The legal team for former President Donald Trump indicated on Tuesday that they will pursue a defamation lawsuit against E. Jean Carroll after a civil jury found former President Trump innocent of raping Carroll at a department store in the 1990s.
According to a counterclaim filed in Manhattan federal court, the president’s attorneys state that Carroll made “false statements with actual malice and ill will with an intent to significantly and spitefully harm and attack.” They added that Carroll’s case is another example of how Trump “has been the subject of significant harm to his reputation, which, in turn, has yielded an inordinate amount of damages sustained as a result.” It was not immediately clear what dollar amount the former president and his legal team may be seeking in their counterclaim.

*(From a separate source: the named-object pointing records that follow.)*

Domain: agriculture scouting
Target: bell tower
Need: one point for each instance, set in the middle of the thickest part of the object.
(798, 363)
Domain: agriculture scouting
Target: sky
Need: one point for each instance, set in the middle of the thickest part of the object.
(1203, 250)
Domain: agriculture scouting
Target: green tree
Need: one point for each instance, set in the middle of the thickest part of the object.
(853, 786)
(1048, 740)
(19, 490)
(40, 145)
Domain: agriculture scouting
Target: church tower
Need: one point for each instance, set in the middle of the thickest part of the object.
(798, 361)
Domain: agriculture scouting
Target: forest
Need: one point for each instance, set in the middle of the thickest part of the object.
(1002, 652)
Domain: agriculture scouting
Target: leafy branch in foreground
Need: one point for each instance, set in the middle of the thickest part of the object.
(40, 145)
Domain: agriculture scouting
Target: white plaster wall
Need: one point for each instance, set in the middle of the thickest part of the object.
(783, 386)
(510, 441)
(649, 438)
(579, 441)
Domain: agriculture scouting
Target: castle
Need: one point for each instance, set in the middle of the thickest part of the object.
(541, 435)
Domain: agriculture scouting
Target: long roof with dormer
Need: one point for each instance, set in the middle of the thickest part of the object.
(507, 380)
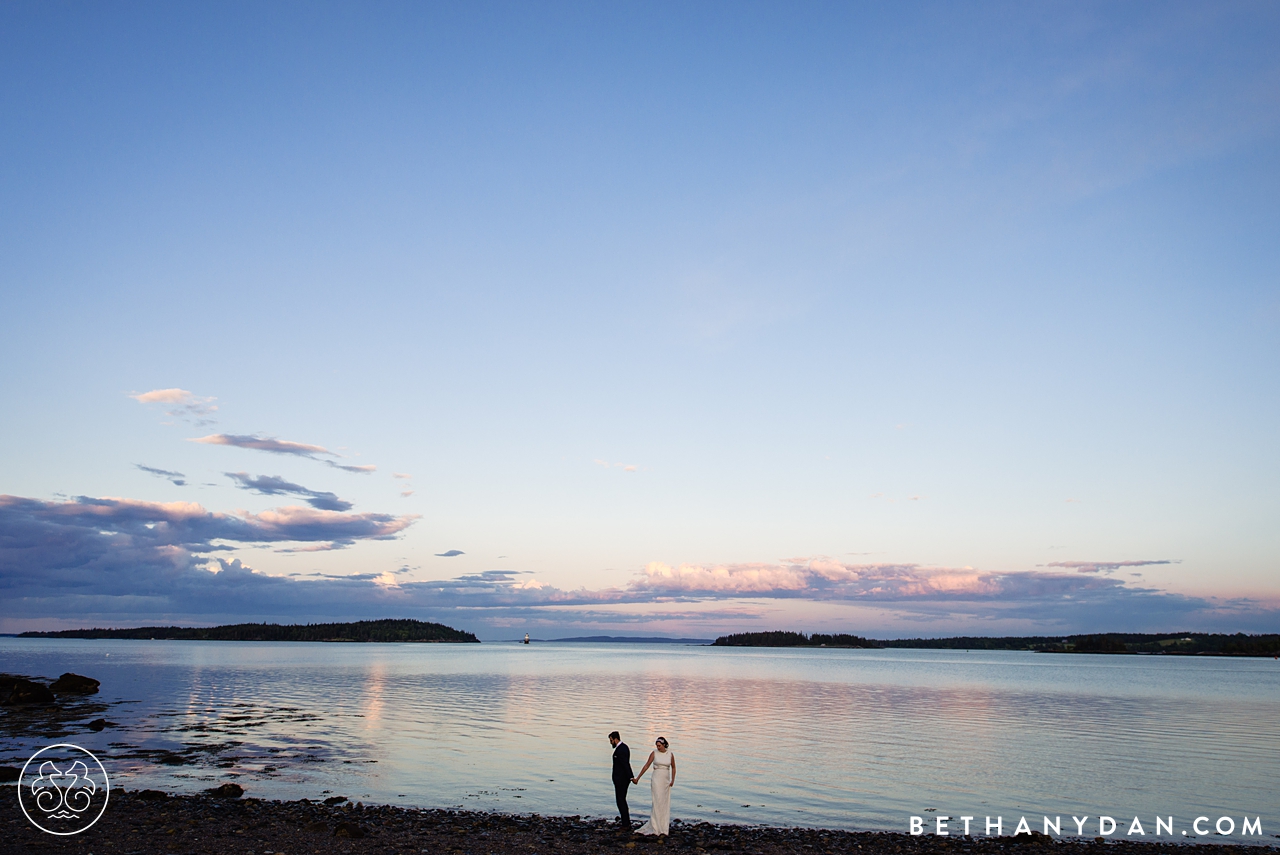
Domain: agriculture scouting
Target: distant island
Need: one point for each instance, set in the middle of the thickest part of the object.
(794, 640)
(1211, 644)
(624, 639)
(388, 630)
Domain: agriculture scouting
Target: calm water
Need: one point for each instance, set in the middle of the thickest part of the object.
(854, 739)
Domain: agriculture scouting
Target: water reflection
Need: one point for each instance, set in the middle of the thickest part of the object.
(833, 737)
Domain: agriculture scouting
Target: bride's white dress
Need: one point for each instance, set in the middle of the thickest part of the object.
(659, 782)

The decision to vindicate President Trump in May was a partial win, although the jury found him liable for battery charges. In his reaction on Truth Social, Trump indicated Carroll’s lawsuit was a stretch from the beginning.
“I HAVE ABSOLUTELY NO IDEA WHO THIS WOMAN IS. THIS VERDICT IS A DISGRACE – A CONTINUATION OF THE GREATEST WITCH HUNT OF ALL TIME!” Trump wrote.
As President Trump’s legal battles have mounted, the case by Carroll continues to remain a focus among mainstream media because it is the only one where the 45th president has been found partially guilty of any crime at all. Asked whether the guilty verdict on a charge of battery should disqualify him from the Republican presidential primary, President Trump bragged that his poll numbers actually went up following the jury’s decision.
Attorneys for the president are currently appealing last month’s decision which sought to impose a $5 million verdict in favor of Carroll.
In addition, the counterclaim by Trump seeks to show that Carroll attempted to unlawfully impair the president by making defamatory statements contrary to the jury’s decision, as when she said “oh yes he did, oh yes he did” in response to an interview question on CNN asking for her thoughts on the jury’s ruling that Trump was not liable for rape.
“The interview was on television, social media and multiple internet websites, with the intention of broadcasting and circulating these defamatory statements among a significant portion of the public,” Trump’s lawyers argued in the filing.